Larson uncorked a thermos of coffee and poured a slug into a paper cup. "Want some?" he asked his partner.

Papado responded with a negative grunt, then added, "My ass is going dead."

"Shift to the other cheek," Larson suggested.

"I've run out of cheeks."

"Play with your balls or something. That'll get the blood to pumping again."

Papado chuckled. "What we need on these gigs is female partners. I'd feel self-conscious playing with my own."

Larson sipped his coffee, then swiftly lowered the cup. "Get a look at that guy?"

"Yeah. Right build but too old."

"Better check him anyway."

Papado sighed and spoke into a small transistor radio. "Paul. Close-sight an incoming."

The response crackled back immediately. "Right."

A moment later, "Strike three, you're out."

Larson grimaced.

Papado sighed.

The watch went on. Both men rubbed their eyes and stretched their necks, repeatedly. Papado cracked his knuckles, cast an apologetic glance at his partner, separated his hands, shifted his position on the seat.

"Police work," Larson muttered ten minutes later. "The glamor of it all is damn near overpowering, isn't it? I'll end up with bifocals, barnacles on my ass, jock itch clear to my knees, and the ringing cry of 'Pig!' on my tombstone. Why, Pappy? Why the hell do we do it?"

Papado shrugged. "It's a living."

"So's playing tennis. Or golf. For God's sake, why this?"

His partner sighed. "We have to get into that again?"

A moment later, Larson said, "Sandy wants a divorce."

"Smart girl," Papado commented.

"I'm serious. She's at the ultimatum stage. I have to choose between her and the force."

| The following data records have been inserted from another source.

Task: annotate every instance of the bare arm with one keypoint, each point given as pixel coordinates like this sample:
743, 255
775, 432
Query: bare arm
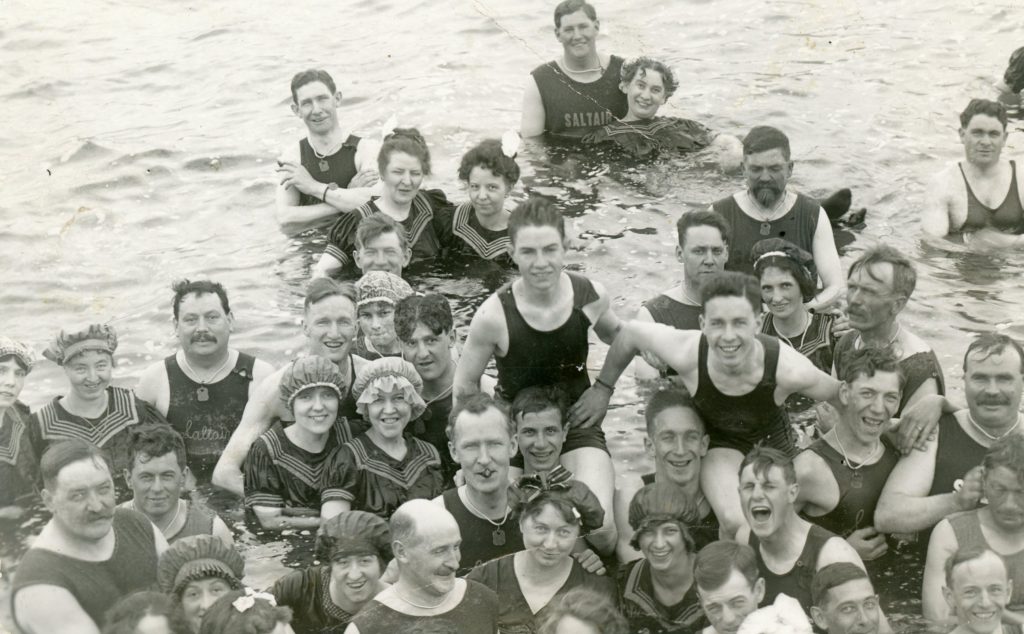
826, 261
51, 609
942, 545
532, 110
484, 336
256, 419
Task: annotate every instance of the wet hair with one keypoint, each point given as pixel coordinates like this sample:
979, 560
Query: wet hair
667, 398
787, 257
322, 288
587, 605
538, 211
1007, 453
904, 276
155, 439
433, 310
478, 404
762, 459
731, 284
488, 155
763, 138
702, 217
376, 224
531, 507
183, 288
834, 576
124, 616
868, 361
970, 553
987, 344
406, 140
715, 562
567, 7
261, 618
984, 107
59, 455
643, 66
309, 76
539, 398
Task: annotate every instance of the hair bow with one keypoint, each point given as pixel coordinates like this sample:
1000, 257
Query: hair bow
249, 599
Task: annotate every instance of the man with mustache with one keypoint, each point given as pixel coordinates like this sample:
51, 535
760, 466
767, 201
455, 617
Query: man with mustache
580, 92
997, 525
768, 209
844, 600
842, 473
157, 476
203, 388
330, 328
981, 198
927, 487
329, 171
89, 554
482, 441
677, 440
702, 250
425, 541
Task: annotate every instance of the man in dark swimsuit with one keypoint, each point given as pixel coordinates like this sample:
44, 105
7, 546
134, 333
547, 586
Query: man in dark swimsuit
331, 170
929, 485
678, 441
739, 381
790, 550
704, 249
982, 198
767, 208
89, 554
536, 329
580, 92
204, 387
329, 324
842, 474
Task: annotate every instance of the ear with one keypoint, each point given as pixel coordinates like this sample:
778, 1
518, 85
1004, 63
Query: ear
819, 618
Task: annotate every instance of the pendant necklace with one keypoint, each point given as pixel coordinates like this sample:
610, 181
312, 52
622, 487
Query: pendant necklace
202, 392
982, 431
498, 536
855, 480
766, 218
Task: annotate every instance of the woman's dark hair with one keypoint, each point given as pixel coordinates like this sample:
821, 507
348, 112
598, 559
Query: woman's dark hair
123, 618
488, 155
407, 140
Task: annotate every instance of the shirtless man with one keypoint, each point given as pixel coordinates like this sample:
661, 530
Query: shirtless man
702, 250
331, 170
790, 550
330, 328
677, 440
842, 473
536, 330
739, 381
768, 209
929, 485
203, 388
982, 198
572, 95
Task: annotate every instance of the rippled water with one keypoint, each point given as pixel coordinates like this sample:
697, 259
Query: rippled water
139, 138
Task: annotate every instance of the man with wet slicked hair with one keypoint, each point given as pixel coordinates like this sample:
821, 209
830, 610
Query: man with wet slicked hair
579, 92
982, 197
329, 171
203, 388
89, 554
329, 325
425, 542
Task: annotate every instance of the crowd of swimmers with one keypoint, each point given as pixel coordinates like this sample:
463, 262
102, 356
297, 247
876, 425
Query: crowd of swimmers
799, 429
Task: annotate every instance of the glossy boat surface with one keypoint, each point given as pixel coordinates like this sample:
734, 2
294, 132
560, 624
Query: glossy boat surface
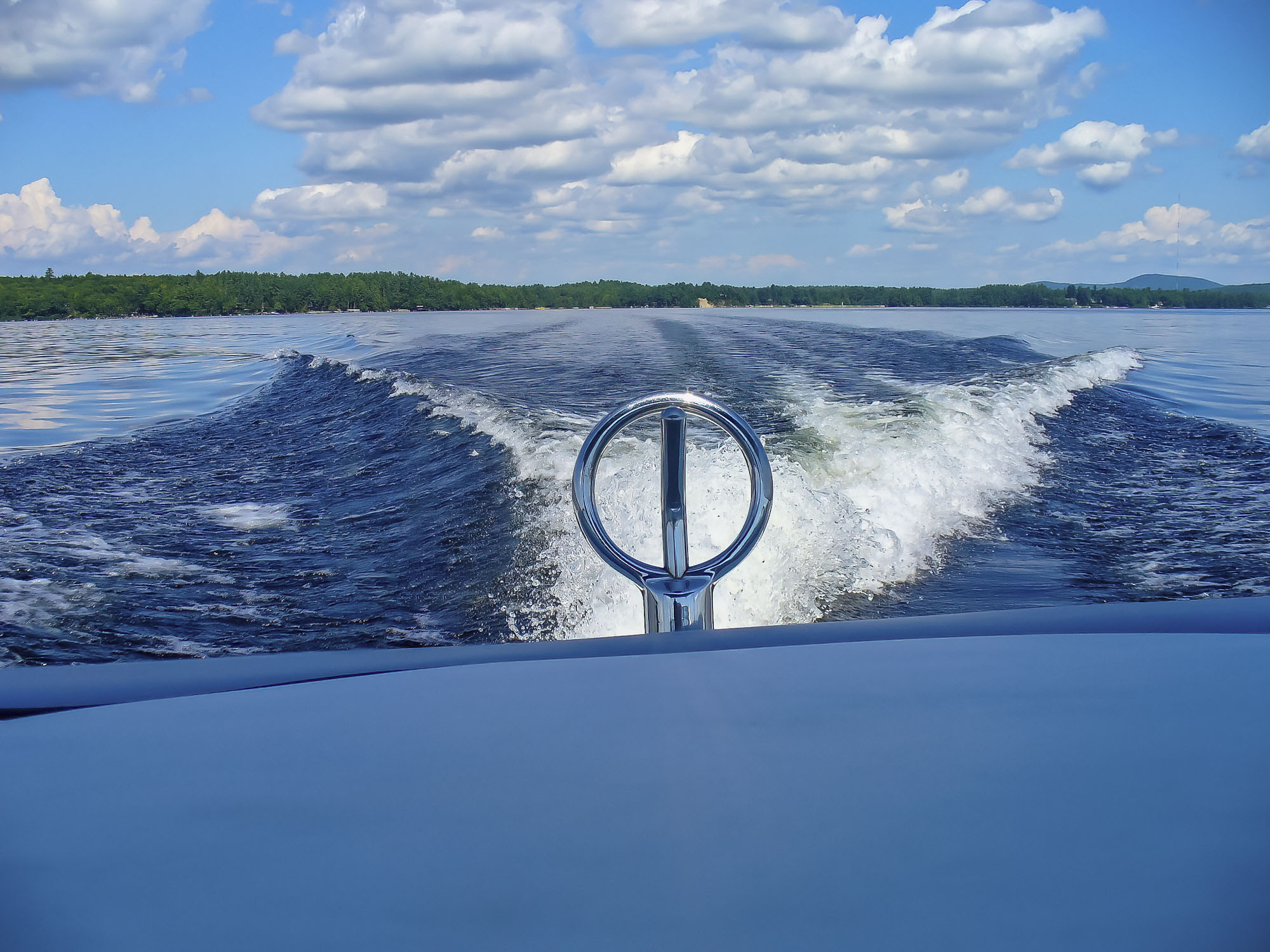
1092, 777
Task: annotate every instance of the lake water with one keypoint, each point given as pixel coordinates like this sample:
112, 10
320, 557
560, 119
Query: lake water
197, 487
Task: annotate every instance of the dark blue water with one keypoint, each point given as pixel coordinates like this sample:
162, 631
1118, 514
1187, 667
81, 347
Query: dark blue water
404, 480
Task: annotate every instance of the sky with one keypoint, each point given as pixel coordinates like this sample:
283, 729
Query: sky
733, 142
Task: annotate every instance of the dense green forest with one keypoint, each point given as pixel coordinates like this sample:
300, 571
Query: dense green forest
248, 293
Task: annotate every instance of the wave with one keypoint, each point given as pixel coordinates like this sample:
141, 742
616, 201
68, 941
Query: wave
866, 492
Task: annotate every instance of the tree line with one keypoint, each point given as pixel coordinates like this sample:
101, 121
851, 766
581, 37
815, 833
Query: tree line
251, 293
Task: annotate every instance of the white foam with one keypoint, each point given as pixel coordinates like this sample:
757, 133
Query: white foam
252, 516
864, 492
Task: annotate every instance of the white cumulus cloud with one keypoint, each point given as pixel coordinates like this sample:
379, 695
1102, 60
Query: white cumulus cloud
1103, 153
652, 23
1257, 144
1168, 229
1038, 206
35, 224
95, 48
342, 200
500, 109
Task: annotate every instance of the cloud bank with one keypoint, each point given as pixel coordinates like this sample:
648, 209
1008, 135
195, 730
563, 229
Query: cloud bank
90, 48
36, 225
493, 110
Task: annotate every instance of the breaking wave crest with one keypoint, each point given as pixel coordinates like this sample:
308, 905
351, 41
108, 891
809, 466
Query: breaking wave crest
866, 493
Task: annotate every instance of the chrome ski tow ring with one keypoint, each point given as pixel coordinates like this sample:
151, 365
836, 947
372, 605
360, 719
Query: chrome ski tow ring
678, 596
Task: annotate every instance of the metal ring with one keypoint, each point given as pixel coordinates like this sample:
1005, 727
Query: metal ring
603, 435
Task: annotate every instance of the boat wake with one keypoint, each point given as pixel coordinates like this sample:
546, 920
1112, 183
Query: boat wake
866, 492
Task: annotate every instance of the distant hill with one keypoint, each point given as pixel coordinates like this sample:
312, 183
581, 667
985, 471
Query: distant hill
1163, 282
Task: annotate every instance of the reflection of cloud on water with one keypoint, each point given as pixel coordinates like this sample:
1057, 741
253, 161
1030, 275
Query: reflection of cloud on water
46, 412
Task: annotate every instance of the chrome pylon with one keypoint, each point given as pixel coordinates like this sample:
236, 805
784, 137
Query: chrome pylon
678, 596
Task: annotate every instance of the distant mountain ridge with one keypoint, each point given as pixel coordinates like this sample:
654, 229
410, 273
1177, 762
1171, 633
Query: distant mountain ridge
1160, 282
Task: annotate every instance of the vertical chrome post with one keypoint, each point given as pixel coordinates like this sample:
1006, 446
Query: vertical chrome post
678, 596
675, 511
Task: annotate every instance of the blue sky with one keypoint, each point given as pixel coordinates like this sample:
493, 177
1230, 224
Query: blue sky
737, 142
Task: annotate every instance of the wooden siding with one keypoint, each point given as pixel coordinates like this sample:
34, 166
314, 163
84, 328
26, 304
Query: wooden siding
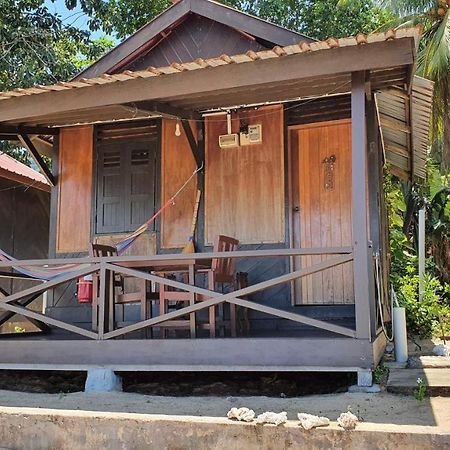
196, 37
318, 110
177, 164
324, 216
245, 185
74, 189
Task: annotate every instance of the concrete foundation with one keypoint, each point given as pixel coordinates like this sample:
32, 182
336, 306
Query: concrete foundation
102, 380
365, 378
40, 429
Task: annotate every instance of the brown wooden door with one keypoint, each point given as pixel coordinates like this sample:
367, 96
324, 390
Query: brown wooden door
321, 202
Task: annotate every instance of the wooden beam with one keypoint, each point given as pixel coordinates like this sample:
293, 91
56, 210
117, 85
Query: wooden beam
362, 275
192, 143
165, 110
47, 320
272, 253
213, 80
26, 142
14, 130
48, 284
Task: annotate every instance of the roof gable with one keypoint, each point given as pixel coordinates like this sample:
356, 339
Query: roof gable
196, 37
11, 169
259, 33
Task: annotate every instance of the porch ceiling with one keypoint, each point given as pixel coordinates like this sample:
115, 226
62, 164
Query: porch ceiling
182, 90
404, 125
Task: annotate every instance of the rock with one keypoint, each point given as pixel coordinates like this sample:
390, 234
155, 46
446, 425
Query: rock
389, 349
272, 417
242, 414
309, 421
441, 350
347, 420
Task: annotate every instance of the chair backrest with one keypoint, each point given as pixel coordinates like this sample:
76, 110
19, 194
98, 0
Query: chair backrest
100, 250
224, 267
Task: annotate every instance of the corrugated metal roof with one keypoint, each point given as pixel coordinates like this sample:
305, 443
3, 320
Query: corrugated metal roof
198, 64
14, 170
405, 123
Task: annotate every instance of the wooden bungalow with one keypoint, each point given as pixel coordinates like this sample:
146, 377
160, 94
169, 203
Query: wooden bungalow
292, 137
24, 230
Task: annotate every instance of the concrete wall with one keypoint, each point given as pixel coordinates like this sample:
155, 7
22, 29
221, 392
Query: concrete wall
39, 429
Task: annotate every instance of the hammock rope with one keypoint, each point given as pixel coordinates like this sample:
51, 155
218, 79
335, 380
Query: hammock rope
47, 273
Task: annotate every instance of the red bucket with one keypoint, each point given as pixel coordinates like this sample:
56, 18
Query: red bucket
84, 290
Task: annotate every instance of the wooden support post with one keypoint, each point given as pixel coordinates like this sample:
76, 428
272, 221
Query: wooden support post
374, 174
27, 143
362, 275
192, 142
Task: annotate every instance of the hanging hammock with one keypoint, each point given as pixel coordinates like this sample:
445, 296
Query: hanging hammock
49, 273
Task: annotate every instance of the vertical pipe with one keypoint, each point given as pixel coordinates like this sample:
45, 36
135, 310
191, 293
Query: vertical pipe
362, 259
400, 335
421, 243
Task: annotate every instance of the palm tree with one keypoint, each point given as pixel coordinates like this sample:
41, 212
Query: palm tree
433, 61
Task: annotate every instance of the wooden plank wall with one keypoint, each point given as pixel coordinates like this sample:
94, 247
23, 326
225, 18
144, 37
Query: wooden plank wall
196, 37
75, 183
245, 185
177, 164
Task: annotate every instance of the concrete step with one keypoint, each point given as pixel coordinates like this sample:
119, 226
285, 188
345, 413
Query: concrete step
404, 381
437, 362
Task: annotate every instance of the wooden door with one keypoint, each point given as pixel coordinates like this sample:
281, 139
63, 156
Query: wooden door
321, 202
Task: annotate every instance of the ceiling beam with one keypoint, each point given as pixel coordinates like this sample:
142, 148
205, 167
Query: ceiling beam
17, 129
26, 142
164, 110
192, 143
215, 80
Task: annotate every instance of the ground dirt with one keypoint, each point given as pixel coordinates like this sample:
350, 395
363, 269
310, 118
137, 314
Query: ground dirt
182, 384
381, 408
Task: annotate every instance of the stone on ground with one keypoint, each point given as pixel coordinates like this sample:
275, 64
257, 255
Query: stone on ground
404, 381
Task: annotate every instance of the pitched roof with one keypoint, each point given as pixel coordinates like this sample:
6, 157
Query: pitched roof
387, 56
11, 169
223, 60
147, 36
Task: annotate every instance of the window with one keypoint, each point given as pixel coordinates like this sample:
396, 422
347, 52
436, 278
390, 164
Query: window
126, 170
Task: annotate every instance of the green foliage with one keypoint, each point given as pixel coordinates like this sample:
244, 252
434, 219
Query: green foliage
36, 47
322, 19
421, 390
319, 19
429, 316
381, 373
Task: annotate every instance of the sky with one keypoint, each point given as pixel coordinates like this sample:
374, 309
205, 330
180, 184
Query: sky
73, 17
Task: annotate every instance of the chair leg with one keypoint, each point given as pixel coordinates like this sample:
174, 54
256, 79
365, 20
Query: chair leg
233, 320
95, 304
212, 309
143, 295
162, 308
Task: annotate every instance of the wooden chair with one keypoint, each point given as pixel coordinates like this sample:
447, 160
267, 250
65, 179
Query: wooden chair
117, 296
221, 271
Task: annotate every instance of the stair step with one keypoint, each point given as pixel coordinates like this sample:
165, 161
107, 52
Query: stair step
437, 362
404, 381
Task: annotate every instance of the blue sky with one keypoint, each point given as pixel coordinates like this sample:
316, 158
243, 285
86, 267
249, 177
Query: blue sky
73, 17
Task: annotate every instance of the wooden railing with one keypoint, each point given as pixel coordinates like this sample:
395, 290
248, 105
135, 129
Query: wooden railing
17, 303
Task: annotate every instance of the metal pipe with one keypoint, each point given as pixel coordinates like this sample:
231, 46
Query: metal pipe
421, 251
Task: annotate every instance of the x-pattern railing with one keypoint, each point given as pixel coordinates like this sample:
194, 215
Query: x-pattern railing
107, 265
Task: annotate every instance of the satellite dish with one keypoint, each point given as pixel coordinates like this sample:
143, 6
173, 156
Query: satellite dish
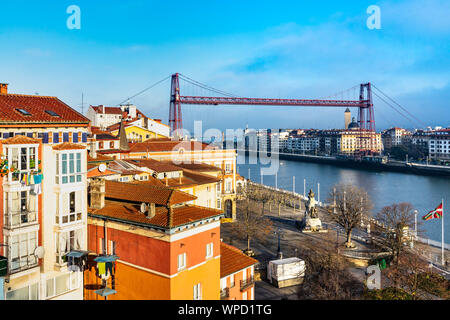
39, 252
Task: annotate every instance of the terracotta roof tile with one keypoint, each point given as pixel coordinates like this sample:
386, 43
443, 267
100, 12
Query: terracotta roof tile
160, 195
156, 146
37, 106
19, 139
154, 165
95, 173
131, 212
108, 110
232, 260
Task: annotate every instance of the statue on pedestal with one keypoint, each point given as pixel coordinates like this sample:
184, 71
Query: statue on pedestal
311, 221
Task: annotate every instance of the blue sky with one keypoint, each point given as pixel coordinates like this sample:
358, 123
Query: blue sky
286, 49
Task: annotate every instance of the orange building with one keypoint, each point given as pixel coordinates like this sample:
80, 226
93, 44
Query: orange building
237, 280
166, 249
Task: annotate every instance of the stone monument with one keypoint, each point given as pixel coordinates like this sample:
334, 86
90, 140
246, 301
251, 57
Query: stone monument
311, 221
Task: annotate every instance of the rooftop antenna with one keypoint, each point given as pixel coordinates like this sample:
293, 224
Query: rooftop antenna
82, 103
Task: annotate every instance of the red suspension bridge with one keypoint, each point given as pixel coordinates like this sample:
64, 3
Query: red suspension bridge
366, 119
365, 105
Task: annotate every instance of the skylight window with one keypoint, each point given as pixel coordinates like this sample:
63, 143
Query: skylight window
52, 113
24, 112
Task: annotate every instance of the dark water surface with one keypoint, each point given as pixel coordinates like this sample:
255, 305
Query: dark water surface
384, 188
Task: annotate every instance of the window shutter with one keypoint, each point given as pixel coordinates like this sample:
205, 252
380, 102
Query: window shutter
79, 201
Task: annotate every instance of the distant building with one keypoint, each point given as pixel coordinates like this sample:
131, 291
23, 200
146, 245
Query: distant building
347, 117
394, 137
166, 249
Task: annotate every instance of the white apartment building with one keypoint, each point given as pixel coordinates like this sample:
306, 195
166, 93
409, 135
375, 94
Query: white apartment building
44, 206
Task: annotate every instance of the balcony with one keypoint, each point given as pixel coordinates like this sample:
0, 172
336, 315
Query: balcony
224, 293
245, 284
22, 218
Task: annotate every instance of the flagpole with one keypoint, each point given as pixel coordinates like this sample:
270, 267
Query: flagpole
442, 246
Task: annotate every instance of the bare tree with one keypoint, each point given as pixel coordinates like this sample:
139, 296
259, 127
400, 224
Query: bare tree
352, 203
405, 274
327, 277
396, 221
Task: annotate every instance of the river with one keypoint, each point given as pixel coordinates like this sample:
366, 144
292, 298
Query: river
384, 188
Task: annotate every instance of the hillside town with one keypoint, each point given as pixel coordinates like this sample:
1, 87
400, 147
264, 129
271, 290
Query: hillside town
110, 206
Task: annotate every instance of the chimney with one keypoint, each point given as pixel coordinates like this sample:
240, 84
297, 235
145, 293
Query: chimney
123, 137
97, 193
3, 88
93, 151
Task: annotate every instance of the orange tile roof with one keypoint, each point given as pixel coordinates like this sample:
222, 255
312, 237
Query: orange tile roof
68, 146
37, 107
108, 110
196, 166
155, 146
99, 157
154, 165
148, 193
127, 212
232, 260
19, 139
95, 173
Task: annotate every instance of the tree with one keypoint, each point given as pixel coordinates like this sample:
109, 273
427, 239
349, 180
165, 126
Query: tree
396, 220
327, 277
352, 203
405, 273
251, 223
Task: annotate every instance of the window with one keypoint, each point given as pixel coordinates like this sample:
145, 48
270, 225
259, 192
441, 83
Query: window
26, 293
112, 247
21, 208
72, 206
70, 170
209, 250
198, 291
181, 261
68, 241
232, 281
62, 283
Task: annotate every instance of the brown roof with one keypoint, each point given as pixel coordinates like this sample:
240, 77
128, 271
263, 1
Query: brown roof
131, 212
145, 193
68, 146
196, 166
154, 165
19, 139
93, 173
100, 157
37, 106
155, 146
232, 260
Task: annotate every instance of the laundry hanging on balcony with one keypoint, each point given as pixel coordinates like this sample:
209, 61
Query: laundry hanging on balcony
77, 259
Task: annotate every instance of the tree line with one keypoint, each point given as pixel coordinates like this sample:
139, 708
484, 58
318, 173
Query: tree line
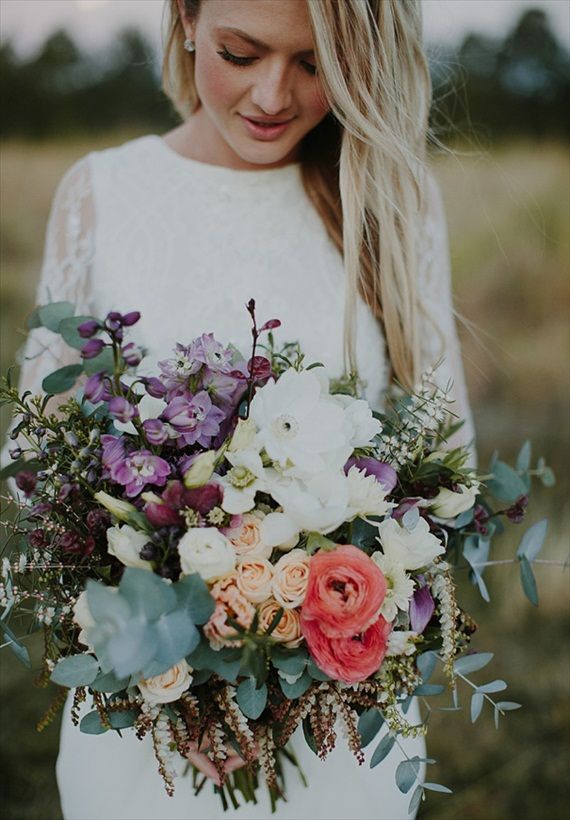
494, 87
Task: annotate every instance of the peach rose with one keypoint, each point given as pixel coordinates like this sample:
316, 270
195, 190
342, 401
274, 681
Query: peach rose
253, 578
349, 659
290, 578
230, 602
345, 592
288, 630
246, 538
168, 686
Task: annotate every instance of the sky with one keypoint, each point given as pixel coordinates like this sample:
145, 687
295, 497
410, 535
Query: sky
93, 22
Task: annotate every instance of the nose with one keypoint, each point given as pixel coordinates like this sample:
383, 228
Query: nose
272, 91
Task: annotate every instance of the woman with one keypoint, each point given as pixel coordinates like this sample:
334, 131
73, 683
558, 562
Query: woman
297, 177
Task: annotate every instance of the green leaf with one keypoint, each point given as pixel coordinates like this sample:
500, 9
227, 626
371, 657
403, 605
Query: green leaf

"Too bad. You're going to miss that girl, Chuck."

"Get serious."

"I'm always serious."

"We're just not making it. Financially, I mean. Hell, we just worry through from one payday to the next, juggling bills, dodging them sometimes. Have you been grocery shopping lately? Hell ... I don't know, Pappy."

"You don't know what?"

"We can't touch those bastards, anyway."

"What's that supposed to mean?"

Larson muttered, "May as well take their envelopes."

"Oh, boy," Papado said heavily. "I'm going to let you have one right in the mouth."

"Shit," Larson said.

"That's it exactly. Rub it all over you, why don't you? Eat some, too. That'll make you feel a lot better, won't it? Listen. I'd let my wife sell her ass first."

"I don't know, Pappy. I just don't know."

"Then take it from one that does. I grew up with that shit. You take their envelopes, buddy, then it's fair trade. They take your trembling immortal soul and use it for ass wipe. Look, I don't even want to talk about this. Now I just don't want to talk about it. You reading me?"

"I'm reading you." A moment later: "Pappy, I was just bellyaching."

"I know it"

"Next time, go ahead. Do let me have one in the mouth."

"I probably will."

The partners lapsed into another silence.

Cops on stake-out duty had a lot of time to do nothing but think. It was perhaps their chief enemy.